Nested Association Mapping (NAM) was devised as an approach to combine the advantages of linkage mapping with structured populations and association mapping with natural populations while limiting their respective drawback. Buckler began developing the initial maize Nested Association Mapping population in 2002, using twenty five maize inbreds selected to capture as many of the alleles present in the species as possible and crossing each to a common parent to generate 5,000 inbred lines (200 per family), ultimately capturing more than 100,000 genetic crossovers. Buckler's lab released the inbreds as well as the first study using them to map loci controlling a phenotype (flowering time) in 2009. The population has since been used to identify the genetic architecture controlling more than 100 whole plant traits as well as tens of thousands of molecular traits (metabolites and gene transcript abundance). After the release and success of the maize NAM population, similar populations were developed for quantitative genetic studies in rice, soybean, wheat, sorghum, barley, and canola.

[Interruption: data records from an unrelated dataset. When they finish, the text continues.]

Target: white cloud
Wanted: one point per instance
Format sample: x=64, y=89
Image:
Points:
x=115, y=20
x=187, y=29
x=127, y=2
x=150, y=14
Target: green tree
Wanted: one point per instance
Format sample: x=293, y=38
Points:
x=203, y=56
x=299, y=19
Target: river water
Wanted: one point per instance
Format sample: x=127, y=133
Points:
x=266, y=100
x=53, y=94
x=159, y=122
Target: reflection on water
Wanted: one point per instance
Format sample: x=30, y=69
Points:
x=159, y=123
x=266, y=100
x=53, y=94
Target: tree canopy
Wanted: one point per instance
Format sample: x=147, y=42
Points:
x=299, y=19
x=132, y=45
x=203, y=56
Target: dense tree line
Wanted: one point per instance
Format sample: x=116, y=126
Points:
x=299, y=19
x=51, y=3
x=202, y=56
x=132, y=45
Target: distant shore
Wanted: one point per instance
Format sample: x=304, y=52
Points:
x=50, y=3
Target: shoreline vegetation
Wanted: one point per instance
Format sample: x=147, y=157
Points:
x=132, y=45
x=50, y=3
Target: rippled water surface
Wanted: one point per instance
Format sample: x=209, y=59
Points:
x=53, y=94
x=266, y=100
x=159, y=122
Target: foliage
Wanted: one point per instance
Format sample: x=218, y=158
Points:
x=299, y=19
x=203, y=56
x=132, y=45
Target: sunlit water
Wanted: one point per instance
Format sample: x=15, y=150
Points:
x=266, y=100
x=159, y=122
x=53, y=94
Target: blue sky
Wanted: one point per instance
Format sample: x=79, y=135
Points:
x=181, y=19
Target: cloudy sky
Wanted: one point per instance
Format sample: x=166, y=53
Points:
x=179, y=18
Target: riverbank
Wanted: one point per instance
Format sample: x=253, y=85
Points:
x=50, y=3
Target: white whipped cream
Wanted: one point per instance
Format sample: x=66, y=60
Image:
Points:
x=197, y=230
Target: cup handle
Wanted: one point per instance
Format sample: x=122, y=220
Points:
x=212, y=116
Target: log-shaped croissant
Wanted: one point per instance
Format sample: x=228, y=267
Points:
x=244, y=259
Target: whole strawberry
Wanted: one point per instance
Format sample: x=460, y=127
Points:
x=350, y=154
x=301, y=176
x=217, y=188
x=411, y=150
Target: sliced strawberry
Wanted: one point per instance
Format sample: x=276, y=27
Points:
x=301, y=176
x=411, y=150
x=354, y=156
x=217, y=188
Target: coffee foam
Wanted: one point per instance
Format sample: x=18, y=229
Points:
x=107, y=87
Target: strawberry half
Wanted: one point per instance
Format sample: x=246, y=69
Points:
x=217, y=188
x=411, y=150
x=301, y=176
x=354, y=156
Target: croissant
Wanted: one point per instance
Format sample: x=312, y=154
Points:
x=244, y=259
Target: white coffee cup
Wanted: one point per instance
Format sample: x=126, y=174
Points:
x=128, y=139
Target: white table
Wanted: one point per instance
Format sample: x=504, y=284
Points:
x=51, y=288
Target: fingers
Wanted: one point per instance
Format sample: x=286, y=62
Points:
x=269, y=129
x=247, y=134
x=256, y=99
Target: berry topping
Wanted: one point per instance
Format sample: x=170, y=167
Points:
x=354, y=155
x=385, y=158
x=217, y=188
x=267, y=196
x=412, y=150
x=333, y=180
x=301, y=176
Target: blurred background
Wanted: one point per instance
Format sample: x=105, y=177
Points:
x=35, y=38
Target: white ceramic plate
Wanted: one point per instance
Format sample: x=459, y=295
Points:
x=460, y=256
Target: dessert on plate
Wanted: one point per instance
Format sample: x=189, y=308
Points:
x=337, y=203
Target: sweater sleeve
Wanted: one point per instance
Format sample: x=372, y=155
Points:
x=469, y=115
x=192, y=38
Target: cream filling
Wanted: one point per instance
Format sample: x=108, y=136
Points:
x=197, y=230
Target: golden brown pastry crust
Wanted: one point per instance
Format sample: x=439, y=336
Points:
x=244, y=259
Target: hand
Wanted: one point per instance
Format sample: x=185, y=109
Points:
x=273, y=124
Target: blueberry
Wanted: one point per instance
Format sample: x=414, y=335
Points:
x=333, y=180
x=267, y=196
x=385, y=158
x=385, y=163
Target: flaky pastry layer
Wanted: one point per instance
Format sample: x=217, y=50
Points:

== Genotyping by sequencing ==

In 2011 Buckler's group released a simple protocol for using the then-new technology of high throughput sequencing to genotype thousands of genetic markers across hundreds of individuals. This Genotyping by Sequencing approach was widely adopted, with the initial protocol paper cited more than 4,000 times .

== Tools for breeding ==

Buckler's research group also developed TASSEL, a set of software tools for discovering and imputing SNPs as well as conducting genome wide association analyses using generalized linear models and mixed linear models. The tool was developed with the goal of being able to run within the memory and CPU constraints of an average laptop, enabling use by scientists and plant breeders around the world and in developing countries. The paper describing this software package has been citied more than 3,400 times.